Grand Rapids Public Museum and Hope Network provide support for autism

On April 27, the Bridge Walk for autism awareness through Hope Network is having its second annual event, and this year, they are partnering with the Grand Rapids Public Museum (GRPM) for an event catered especially for children with autism.

Last year, Hope Network, a Christian-centered service organization that empowers those with disabilities to achieve independence, held their first Bridge Walk for autism on the downtown Grand Rapids bridge to raise awareness and support for individuals and families that have been affected by autism in West Michigan.

With April designated as National Autism Awareness Month, a number of organizations and events have been working to take advantage of this month to both spread awareness and provide events that will cater to those affected by autism. The Bridge Walk will begin at 5 p.m., and following that, the GRPM will be holding a special sensory-friendly night that will allow children with autism to experience the museum more comfortably.

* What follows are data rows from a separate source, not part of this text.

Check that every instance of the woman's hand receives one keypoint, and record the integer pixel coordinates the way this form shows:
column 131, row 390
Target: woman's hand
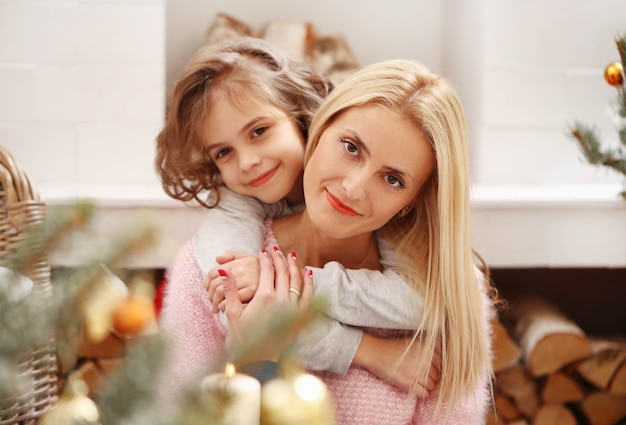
column 244, row 267
column 283, row 292
column 384, row 358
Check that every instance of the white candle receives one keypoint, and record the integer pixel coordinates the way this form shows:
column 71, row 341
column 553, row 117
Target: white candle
column 242, row 396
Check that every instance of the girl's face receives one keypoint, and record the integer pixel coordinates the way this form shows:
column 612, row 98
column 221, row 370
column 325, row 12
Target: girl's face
column 369, row 164
column 258, row 149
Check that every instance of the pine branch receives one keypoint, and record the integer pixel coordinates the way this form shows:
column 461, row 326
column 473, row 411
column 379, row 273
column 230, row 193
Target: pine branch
column 594, row 154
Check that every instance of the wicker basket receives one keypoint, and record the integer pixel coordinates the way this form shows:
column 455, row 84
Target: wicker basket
column 21, row 208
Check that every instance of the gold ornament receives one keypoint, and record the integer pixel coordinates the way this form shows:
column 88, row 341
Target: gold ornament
column 73, row 407
column 613, row 74
column 299, row 399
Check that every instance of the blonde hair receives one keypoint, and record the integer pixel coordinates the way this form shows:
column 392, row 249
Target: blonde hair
column 433, row 238
column 247, row 67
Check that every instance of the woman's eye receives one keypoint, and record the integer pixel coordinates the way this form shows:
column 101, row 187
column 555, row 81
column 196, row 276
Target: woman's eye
column 350, row 147
column 222, row 152
column 259, row 131
column 394, row 181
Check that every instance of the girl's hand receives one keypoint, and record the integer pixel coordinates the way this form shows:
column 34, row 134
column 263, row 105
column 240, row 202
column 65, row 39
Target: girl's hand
column 282, row 290
column 244, row 267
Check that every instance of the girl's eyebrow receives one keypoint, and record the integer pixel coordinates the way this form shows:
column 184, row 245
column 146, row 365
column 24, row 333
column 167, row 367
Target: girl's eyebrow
column 251, row 124
column 247, row 127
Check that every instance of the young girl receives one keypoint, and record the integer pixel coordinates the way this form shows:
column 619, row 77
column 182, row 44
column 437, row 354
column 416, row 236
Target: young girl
column 239, row 118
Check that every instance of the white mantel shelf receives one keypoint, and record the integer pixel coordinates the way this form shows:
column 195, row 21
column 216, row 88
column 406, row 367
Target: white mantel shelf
column 542, row 226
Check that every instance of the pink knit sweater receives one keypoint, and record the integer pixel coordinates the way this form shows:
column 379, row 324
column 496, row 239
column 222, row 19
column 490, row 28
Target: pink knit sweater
column 198, row 336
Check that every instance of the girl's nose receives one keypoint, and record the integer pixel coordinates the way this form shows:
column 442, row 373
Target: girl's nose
column 248, row 161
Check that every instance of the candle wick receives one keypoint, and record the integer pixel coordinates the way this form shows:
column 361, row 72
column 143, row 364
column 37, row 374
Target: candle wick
column 229, row 370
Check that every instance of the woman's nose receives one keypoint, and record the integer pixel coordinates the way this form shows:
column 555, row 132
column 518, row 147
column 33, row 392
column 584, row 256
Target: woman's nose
column 354, row 185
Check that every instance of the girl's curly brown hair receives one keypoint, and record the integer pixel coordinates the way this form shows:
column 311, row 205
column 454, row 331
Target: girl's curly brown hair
column 243, row 67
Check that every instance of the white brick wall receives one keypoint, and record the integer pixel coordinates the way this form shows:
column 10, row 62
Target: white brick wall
column 82, row 88
column 83, row 82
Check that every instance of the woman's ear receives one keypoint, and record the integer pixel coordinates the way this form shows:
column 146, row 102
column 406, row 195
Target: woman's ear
column 404, row 211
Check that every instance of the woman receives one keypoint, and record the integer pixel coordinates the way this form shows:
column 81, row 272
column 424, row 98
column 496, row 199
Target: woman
column 387, row 152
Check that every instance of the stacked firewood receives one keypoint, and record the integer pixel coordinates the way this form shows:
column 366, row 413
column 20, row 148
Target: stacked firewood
column 330, row 55
column 548, row 371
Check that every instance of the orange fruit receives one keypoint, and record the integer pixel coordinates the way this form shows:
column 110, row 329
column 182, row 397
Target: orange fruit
column 133, row 315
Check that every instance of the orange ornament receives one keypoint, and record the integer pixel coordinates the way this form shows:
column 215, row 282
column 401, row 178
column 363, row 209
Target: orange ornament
column 133, row 315
column 613, row 74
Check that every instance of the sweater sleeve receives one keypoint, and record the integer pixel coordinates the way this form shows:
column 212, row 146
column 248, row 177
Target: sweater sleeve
column 327, row 345
column 195, row 338
column 369, row 298
column 235, row 224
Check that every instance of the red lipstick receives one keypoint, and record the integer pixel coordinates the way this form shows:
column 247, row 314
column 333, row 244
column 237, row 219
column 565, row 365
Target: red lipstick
column 263, row 178
column 339, row 206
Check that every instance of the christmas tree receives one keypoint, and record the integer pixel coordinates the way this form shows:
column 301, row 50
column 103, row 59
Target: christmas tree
column 89, row 301
column 586, row 135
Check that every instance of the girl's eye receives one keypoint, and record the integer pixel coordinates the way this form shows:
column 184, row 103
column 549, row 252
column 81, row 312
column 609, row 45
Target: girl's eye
column 350, row 147
column 394, row 181
column 259, row 131
column 222, row 153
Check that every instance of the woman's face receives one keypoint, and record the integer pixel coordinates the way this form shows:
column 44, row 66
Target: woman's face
column 369, row 164
column 258, row 149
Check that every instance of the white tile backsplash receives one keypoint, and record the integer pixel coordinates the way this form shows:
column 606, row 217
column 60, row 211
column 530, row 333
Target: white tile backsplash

Taking place throughout the entire museum, many of the accommodations being made are centered around making the regular attributes of museum exhibits calm and low-sensory, such as lowering the volume of buzzing and noises in the exhibits and lowering the lighting. The GRPM will put on a planetarium show as well, but with less noise and light than usual to cater to the needs of the kids with autism.

On the top floor, GRPM will also be providing an activity area that will allow the kids to come and touch and experience things, such as art projects and visual and film experiences.

The sensory-friendly night was an idea that came about in discussions with Hope Network and is their first project like this. Kate Moore, GRPM’s vice president of marketing and public relations, says that though they [GRPM and Hope Network] don’t currently have any plans for specific events, they would absolutely want to do more events that will provide accessibility to a wider audience.

“We want more experiences just for those kids and families when it’s too much on regular days, and we want to cater specifically to them,” said Moore.

Though they haven’t yet done any other large events addressing accessibility, GRPM has worked on this on a smaller scale. GRPM has a partnership with GVSU’s education and occupational therapy programs and works with those students to plan or change exhibits in order to accommodate all learners and people of all abilities.

Other organizations have also taken advantage of National Autism Awareness Month and have centered events to cater to individuals and families who experience living with autism.  On April 2, World Autism Day, 3 Mile Project held an activity day with things like arts and crafts and open athletic courts for kids to enjoy, but they also had autism experts, volunteers and behavior analysts available to answer parents’ questions.

Emagine Theatre, with locations in Novi, Rochester Hills and Woodhaven, has begun to hold autism-friendly movie nights and will continue to hold them the first and third Saturdays of every month. Each of these experiences will provide lights that are brighter than normal movie theaters, less sound and a behavior specialist that will answer questions and make the experience more enjoyable. Children will also be allowed to move around more than a regular theater would allow. The goal is to help children develop skills and coping mechanisms that will eventually allow for a regular movie-going experience.